Líderes transformacionais incentivam sua equipe a pensar, aprender e agir de forma diferente, encontrando novas maneiras de criar valor. Isso só acontece quando a liderança abandona o comando e controle, e realmente acredita que a equipe é capaz de produzir sinergicamente soluções que são melhores do que aquelas criadas individualmente. Algumas ações tomadas pela liderança podem ajudar nesta construção:

  • Descrever um propósito claro para que a equipe saiba o que precisa buscar
  • Estabelecer expectativas de desempenho, comportamentos e autocuidado.
  • Construir acordos coletivos (em conjunto com a equipe) que deverão pautar as relações
  • Tornar os dados de desempenho transparentes para todos
  • Garantir acesso às ferramentas e recursos de que precisam para fazer seu trabalho
  • Investir no desenvolvimento e qualificação da equipe.

Os pontos acima podem ser um bom começo, porém o mais importante é questionar-se: o que me impede de confiar?

Conclusão: arte e ciência caminham juntas

As organizações e as lideranças precisam aplicar tanto a arte quanto a ciência a fim de conduzirem um processo holístico de transformação.

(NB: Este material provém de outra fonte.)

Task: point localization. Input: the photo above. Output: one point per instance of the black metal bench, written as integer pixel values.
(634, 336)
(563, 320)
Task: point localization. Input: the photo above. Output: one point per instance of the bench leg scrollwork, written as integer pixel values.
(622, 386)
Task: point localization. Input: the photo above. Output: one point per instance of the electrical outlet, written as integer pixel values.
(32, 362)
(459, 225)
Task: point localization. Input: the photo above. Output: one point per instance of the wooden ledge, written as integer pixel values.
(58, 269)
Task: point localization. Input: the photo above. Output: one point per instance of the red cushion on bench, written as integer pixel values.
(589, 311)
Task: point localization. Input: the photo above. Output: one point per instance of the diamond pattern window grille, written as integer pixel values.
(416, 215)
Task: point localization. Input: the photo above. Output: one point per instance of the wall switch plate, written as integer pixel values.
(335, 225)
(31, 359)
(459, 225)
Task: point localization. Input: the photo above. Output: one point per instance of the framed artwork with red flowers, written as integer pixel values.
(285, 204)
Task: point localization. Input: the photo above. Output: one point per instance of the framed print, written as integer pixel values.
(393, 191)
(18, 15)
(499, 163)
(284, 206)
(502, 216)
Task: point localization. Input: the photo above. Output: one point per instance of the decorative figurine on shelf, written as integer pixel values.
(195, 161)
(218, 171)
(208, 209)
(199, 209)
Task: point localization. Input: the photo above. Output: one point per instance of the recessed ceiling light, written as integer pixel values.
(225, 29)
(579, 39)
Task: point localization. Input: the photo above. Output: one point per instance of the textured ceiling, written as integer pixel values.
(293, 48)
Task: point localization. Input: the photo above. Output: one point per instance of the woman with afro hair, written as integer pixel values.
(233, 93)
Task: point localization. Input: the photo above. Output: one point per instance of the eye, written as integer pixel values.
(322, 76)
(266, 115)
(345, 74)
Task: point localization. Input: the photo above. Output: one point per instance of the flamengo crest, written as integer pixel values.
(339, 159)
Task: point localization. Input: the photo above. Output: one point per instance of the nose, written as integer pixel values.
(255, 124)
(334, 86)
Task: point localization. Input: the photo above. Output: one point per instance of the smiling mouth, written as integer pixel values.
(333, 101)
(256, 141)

O que precisa ser feito na prática varia entre as diferentes empresas, dependendo de seu estado atual de prontidão e da natureza de sua cultura e sistemas organizacionais. Usando uma abordagem baseada na combinação entre arte e ciência é possível identificar maneiras pelas quais esses aspectos são suscetíveis de promover ou dificultar a inovação e identificar as mudanças necessárias para estabelecer um ambiente organizacional propício à transformação.

É crucial reintroduzirmos formas de operar no mundo das organizações que abranjam tanto a arte quanto a ciência, metodologias orgânicas e mecânicas, o lado humano e o tecnológico. Enquanto a arte representa criatividade, intuição, e visão, a ciência representa metodologia, estrutura e lógica. Ambas são importantes e devem ser integradas para obter-se os melhores resultados na transformação organizacional, num equilíbrio entre crescimento e desenvolvimento.

Bibliografia

  • Etukuru, Raghurami Reddy. The Art and Science of Transformational Leadership: Unleashing Creativity, Innovation, and Leadership to Embrace Transformative Change. Editora iUniverse, 2018.
  • Lancefield, David. 4 Actions Transformational Leaders Take. Artigo da Harvard Business Review, 2021.
  • Kleiner, Art. The Wise Advocate: The Inner Voice of Strategic Leadership. Editora Columbia, 2019.
  • Brooks, Fred. The Mythical Man-Month. Editora Addison-Wesley Professional, 1975.
  • Tolle, Eckhart. O poder do Agora. Editora Sextante, 2004.
  • Cudy, Amy. Presença: Aprenda a Impor-se aos Grandes Desafios. Editora Actual, 2016.